# Tivo vulnerable to heartbleed?



## rfryar (Feb 15, 2008)

Has anyone looked at the HTTPS web interface used for streaming and show transfers between boxes to see if it has the heart bleed bug? If so we may be able to glean some more information on how the streaming protocol works.

I will probably double post this to the more read forum.

Rick


----------



## eboydog (Mar 24, 2006)

I doubt it, the heatbleed issue is with OpenSSL which is a common add on part of e-commerce sites and not the encrypted ttls interface of the Tivo. And even if it was, you Tivo is local to your home network and unless a hacker has gained access to the internal home network, they would be targeting your PC were you might be logging into things like email and online banking. There isn't a lot of sensitive data involved with your Tivo box it's self shy of your MAK. As long as your Tivo isn't accessible directly on the Internet, there shouldn't be any reason to worry. 

If I understand correctly, the reason for SSL encryption on the Web interface is to keep the recordings transfers more secure so one can't circumvent the recordings encryption, while the .Tivo file are encrypted, the enterface to transfer them requires a secure http interface too.


----------



## telamon (Mar 29, 2008)

I think what he means is that if the Tivo HTTPS port is vulnerable to Heartbleed, in theory you could recover the private key for the SSL encryption and use it to decrypt traffic for two Tivo boxes streaming to each other so that things like pyTivo could be improved.

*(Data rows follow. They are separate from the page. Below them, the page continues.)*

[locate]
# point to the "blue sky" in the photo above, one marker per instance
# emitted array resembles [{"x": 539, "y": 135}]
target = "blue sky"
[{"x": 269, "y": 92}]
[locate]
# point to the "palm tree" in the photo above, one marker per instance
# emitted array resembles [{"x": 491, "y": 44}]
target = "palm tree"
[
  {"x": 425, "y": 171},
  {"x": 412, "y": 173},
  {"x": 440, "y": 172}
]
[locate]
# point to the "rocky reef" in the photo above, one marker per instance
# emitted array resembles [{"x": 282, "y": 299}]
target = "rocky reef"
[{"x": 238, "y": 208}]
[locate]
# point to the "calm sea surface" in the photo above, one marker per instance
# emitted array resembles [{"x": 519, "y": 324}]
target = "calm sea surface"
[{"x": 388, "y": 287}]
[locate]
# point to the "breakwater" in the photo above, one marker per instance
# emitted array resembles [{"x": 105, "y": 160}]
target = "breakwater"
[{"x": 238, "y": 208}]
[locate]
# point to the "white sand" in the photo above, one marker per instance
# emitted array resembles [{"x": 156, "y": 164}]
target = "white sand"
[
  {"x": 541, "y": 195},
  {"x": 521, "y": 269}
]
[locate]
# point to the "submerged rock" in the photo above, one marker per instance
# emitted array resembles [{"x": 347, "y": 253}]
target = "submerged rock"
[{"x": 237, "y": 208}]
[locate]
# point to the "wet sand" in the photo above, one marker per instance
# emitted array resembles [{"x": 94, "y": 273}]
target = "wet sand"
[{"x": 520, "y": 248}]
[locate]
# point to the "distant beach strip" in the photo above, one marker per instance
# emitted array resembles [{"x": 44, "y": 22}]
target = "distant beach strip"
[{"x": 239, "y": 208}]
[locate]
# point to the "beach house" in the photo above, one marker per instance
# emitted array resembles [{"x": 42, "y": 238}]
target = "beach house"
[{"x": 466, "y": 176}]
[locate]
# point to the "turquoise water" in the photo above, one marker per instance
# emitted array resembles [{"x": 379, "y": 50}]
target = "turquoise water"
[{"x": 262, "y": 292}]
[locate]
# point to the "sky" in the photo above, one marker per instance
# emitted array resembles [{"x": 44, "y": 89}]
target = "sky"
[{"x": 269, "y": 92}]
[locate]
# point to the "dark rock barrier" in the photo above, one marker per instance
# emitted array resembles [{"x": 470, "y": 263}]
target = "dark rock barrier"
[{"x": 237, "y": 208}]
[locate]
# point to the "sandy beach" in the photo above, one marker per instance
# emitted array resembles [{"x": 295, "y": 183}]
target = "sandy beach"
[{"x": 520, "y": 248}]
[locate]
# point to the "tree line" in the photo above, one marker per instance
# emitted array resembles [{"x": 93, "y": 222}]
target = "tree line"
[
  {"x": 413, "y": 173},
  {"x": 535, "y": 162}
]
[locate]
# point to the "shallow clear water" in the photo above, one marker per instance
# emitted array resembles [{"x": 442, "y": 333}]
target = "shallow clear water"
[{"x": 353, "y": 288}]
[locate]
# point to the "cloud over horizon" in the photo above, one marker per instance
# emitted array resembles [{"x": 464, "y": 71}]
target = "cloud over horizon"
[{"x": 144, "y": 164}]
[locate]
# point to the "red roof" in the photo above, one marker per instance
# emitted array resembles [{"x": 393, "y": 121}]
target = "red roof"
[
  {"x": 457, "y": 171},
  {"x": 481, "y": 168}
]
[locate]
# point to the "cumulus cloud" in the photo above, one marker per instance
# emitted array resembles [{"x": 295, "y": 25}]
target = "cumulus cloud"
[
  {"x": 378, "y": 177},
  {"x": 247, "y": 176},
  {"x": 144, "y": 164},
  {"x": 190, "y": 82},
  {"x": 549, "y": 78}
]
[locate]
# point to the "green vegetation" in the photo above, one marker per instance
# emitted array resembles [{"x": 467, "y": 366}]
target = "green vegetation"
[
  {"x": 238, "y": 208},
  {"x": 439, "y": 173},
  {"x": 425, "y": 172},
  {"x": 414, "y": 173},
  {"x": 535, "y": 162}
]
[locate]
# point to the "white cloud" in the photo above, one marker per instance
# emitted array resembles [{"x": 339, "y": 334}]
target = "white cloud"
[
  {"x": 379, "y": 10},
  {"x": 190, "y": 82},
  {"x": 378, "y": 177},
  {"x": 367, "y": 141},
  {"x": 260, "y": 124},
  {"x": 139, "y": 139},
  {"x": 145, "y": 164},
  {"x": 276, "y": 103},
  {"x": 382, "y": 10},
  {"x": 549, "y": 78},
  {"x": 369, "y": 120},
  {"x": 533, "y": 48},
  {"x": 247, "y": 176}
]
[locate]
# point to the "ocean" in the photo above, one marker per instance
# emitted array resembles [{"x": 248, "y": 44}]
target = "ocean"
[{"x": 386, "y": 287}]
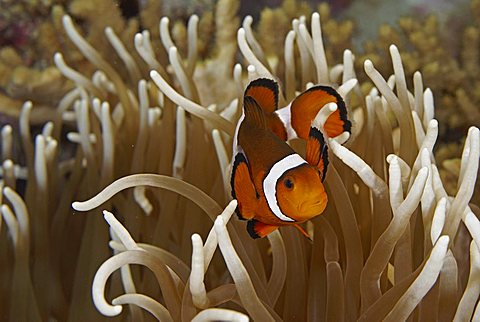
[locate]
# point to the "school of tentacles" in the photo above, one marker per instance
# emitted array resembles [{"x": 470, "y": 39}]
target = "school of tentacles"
[{"x": 392, "y": 244}]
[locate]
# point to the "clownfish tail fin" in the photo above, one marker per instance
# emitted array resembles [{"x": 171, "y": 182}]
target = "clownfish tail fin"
[
  {"x": 253, "y": 113},
  {"x": 257, "y": 229},
  {"x": 317, "y": 151},
  {"x": 265, "y": 93},
  {"x": 305, "y": 107}
]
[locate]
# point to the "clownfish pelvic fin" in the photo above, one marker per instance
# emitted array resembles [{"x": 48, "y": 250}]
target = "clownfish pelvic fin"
[
  {"x": 303, "y": 231},
  {"x": 258, "y": 229},
  {"x": 243, "y": 189}
]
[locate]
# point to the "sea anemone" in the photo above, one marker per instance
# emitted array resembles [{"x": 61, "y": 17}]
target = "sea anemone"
[{"x": 392, "y": 244}]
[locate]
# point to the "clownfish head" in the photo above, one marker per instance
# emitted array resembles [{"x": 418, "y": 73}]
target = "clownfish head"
[{"x": 300, "y": 193}]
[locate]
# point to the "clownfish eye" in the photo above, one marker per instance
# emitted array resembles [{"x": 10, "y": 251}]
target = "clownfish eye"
[{"x": 288, "y": 183}]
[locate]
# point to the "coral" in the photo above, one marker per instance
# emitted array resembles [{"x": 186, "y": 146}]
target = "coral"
[{"x": 153, "y": 151}]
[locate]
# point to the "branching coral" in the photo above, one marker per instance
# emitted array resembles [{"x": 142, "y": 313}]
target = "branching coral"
[{"x": 391, "y": 244}]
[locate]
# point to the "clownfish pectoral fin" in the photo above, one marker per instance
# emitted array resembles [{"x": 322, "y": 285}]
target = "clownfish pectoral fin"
[
  {"x": 305, "y": 107},
  {"x": 265, "y": 92},
  {"x": 317, "y": 151},
  {"x": 258, "y": 229},
  {"x": 243, "y": 189},
  {"x": 303, "y": 231}
]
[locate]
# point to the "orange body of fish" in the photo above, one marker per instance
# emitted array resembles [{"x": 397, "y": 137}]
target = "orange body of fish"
[{"x": 274, "y": 185}]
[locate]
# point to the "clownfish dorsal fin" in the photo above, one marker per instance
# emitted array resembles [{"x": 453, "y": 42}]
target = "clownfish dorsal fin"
[
  {"x": 317, "y": 151},
  {"x": 253, "y": 113},
  {"x": 265, "y": 92},
  {"x": 305, "y": 107}
]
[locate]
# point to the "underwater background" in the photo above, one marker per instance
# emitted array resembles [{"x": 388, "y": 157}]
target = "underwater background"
[{"x": 80, "y": 109}]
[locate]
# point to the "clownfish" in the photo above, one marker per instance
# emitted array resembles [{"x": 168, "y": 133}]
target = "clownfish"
[{"x": 274, "y": 185}]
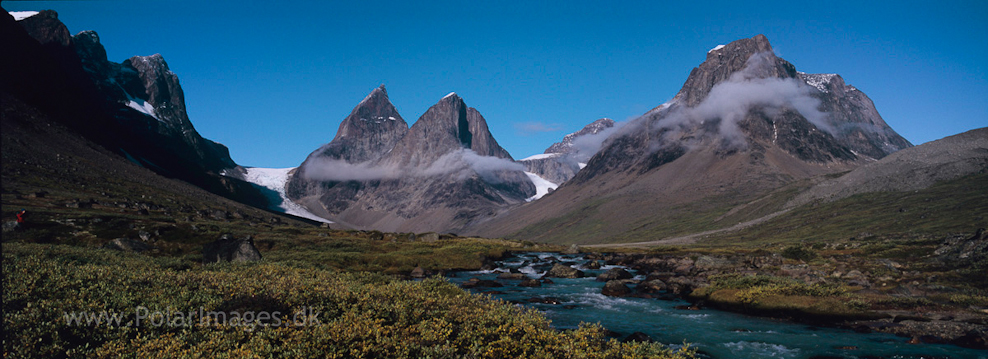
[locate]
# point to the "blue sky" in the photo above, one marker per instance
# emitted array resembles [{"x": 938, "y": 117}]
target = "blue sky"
[{"x": 272, "y": 80}]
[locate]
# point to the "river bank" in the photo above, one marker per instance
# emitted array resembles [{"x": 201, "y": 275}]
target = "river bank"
[{"x": 844, "y": 294}]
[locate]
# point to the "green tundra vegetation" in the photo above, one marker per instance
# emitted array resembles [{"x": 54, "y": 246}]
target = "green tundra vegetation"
[{"x": 349, "y": 314}]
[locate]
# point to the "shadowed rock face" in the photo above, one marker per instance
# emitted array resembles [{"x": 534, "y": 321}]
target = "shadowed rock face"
[
  {"x": 443, "y": 173},
  {"x": 135, "y": 108},
  {"x": 722, "y": 63},
  {"x": 854, "y": 118},
  {"x": 371, "y": 130},
  {"x": 447, "y": 126}
]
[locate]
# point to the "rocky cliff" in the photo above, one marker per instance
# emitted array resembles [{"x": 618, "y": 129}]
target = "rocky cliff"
[
  {"x": 745, "y": 123},
  {"x": 135, "y": 108},
  {"x": 446, "y": 172}
]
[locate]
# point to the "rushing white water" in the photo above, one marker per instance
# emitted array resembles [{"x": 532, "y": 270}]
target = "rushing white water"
[{"x": 717, "y": 334}]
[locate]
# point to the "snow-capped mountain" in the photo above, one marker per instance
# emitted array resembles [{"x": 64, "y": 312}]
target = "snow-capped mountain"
[
  {"x": 562, "y": 160},
  {"x": 274, "y": 180},
  {"x": 442, "y": 174},
  {"x": 744, "y": 124},
  {"x": 135, "y": 108}
]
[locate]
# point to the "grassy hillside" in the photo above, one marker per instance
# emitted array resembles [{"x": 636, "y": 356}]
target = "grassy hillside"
[{"x": 958, "y": 206}]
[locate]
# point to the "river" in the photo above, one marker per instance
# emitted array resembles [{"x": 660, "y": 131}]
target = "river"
[{"x": 716, "y": 334}]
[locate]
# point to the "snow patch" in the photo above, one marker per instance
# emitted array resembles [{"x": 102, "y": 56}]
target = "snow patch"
[
  {"x": 540, "y": 156},
  {"x": 21, "y": 15},
  {"x": 142, "y": 107},
  {"x": 275, "y": 179},
  {"x": 820, "y": 81},
  {"x": 542, "y": 186}
]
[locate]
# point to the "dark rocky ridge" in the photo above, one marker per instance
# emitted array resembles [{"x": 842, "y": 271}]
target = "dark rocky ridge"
[
  {"x": 372, "y": 129},
  {"x": 854, "y": 118},
  {"x": 566, "y": 145},
  {"x": 70, "y": 79},
  {"x": 697, "y": 156},
  {"x": 430, "y": 180},
  {"x": 566, "y": 159}
]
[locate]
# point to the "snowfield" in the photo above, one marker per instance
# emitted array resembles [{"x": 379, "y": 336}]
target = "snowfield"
[
  {"x": 275, "y": 179},
  {"x": 542, "y": 186},
  {"x": 21, "y": 15},
  {"x": 540, "y": 156}
]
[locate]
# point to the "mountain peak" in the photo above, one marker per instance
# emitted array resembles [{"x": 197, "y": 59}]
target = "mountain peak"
[
  {"x": 372, "y": 128},
  {"x": 566, "y": 145},
  {"x": 753, "y": 55},
  {"x": 46, "y": 28}
]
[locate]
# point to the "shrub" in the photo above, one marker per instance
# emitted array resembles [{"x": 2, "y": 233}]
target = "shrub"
[
  {"x": 798, "y": 252},
  {"x": 361, "y": 314}
]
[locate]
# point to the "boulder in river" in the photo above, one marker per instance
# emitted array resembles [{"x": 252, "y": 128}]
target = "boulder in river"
[
  {"x": 474, "y": 282},
  {"x": 614, "y": 274},
  {"x": 530, "y": 283},
  {"x": 652, "y": 286},
  {"x": 512, "y": 276},
  {"x": 616, "y": 288},
  {"x": 564, "y": 271},
  {"x": 638, "y": 337}
]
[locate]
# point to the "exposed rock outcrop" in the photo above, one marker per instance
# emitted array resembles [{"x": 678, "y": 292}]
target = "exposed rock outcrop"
[
  {"x": 560, "y": 270},
  {"x": 229, "y": 249},
  {"x": 444, "y": 173}
]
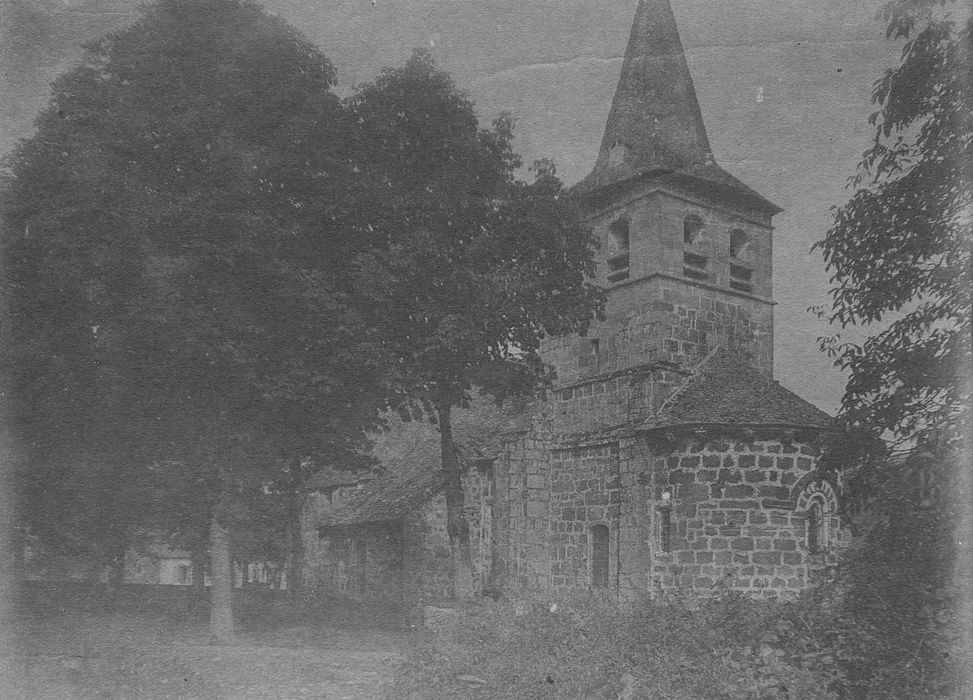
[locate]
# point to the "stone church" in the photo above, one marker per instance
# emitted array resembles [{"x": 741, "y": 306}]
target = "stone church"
[{"x": 666, "y": 459}]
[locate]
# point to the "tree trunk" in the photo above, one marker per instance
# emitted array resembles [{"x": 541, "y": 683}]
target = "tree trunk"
[
  {"x": 295, "y": 576},
  {"x": 456, "y": 525},
  {"x": 221, "y": 574},
  {"x": 197, "y": 599}
]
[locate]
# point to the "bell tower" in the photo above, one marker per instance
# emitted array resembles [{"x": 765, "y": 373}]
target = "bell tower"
[{"x": 686, "y": 248}]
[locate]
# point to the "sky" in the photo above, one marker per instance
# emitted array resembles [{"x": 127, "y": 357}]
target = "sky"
[{"x": 784, "y": 88}]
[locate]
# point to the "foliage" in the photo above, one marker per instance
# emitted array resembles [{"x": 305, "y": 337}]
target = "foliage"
[
  {"x": 466, "y": 268},
  {"x": 588, "y": 646},
  {"x": 172, "y": 314},
  {"x": 900, "y": 255},
  {"x": 179, "y": 337},
  {"x": 471, "y": 267},
  {"x": 901, "y": 248}
]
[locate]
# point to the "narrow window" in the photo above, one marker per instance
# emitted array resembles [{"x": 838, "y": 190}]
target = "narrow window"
[
  {"x": 741, "y": 278},
  {"x": 618, "y": 257},
  {"x": 361, "y": 564},
  {"x": 691, "y": 226},
  {"x": 817, "y": 536},
  {"x": 694, "y": 266},
  {"x": 665, "y": 528},
  {"x": 599, "y": 556},
  {"x": 738, "y": 242}
]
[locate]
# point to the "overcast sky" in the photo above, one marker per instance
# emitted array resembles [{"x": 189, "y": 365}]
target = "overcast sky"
[{"x": 784, "y": 88}]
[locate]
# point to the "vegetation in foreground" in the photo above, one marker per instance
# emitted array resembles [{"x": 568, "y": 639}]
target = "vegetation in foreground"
[{"x": 730, "y": 647}]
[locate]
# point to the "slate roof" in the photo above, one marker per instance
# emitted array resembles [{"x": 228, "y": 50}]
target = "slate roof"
[
  {"x": 411, "y": 462},
  {"x": 398, "y": 491},
  {"x": 727, "y": 391},
  {"x": 655, "y": 117},
  {"x": 329, "y": 479}
]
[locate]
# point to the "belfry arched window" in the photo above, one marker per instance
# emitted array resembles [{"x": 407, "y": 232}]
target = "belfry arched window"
[
  {"x": 738, "y": 242},
  {"x": 618, "y": 240},
  {"x": 691, "y": 227}
]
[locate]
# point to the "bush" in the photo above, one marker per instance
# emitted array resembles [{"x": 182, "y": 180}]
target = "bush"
[{"x": 590, "y": 647}]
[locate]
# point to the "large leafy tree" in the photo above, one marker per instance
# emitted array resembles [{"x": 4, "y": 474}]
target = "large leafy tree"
[
  {"x": 900, "y": 256},
  {"x": 173, "y": 271},
  {"x": 900, "y": 249},
  {"x": 469, "y": 267}
]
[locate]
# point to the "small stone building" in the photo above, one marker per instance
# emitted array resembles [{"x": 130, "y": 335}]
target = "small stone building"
[{"x": 666, "y": 459}]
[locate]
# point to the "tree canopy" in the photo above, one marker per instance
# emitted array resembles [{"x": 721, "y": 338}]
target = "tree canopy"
[
  {"x": 470, "y": 267},
  {"x": 900, "y": 256},
  {"x": 900, "y": 250},
  {"x": 173, "y": 260}
]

I tested my Premiere 4 running the 20.4.1 software and it's not vulnerable on TCP 443.

I thought folks had figured out a way to man in the middle the SSL traffic before by faking the DNS and using self-signed certs? But then again I've not kept up with these things in a long time.


----------



## wmcbrine (Aug 2, 2003)

telamon said:


> I thought folks had figured out a way to man in the middle the SSL traffic before by faking the DNS and using self-signed certs? But then again I've not kept up with these things in a long time.


Yeah, at least a couple people have done it, but they never explained the process in enough detail for me to replicate it. :/ That's down to me, I suppose... I used to be quite the hacker, but I've clearly gone rusty.


----------



## Worf (Sep 15, 2000)

With heartbleed you don't need self-signed certs. You extract the private key from the server and you can MITM using the original cert. And that's all you need - you can imitate the server once you have the private key.


----------



## rfryar (Feb 15, 2008)

telamon said:


> I think what he means is that if the Tivo HTTPS port is vulnerable to Heartbleed, in theory you could recover the private key for the SSL encryption and use it to decrypt traffic for two Tivo boxes streaming to each other so that things like pyTivo could be improved.
> 
> I tested my Premiere 4 running the 20.4.1 software and it's not vulnerable on TCP 443.
> 
> I thought folks had figured out a way to man in the middle the SSL traffic before by faking the DNS and using self-signed certs? But then again I've not kept up with these things in a long time.


Correct, that was what I was after. Of course after I posted the question I confirmed that they do not have the bug, pity.

Thanks for the input guys.

Rick


----------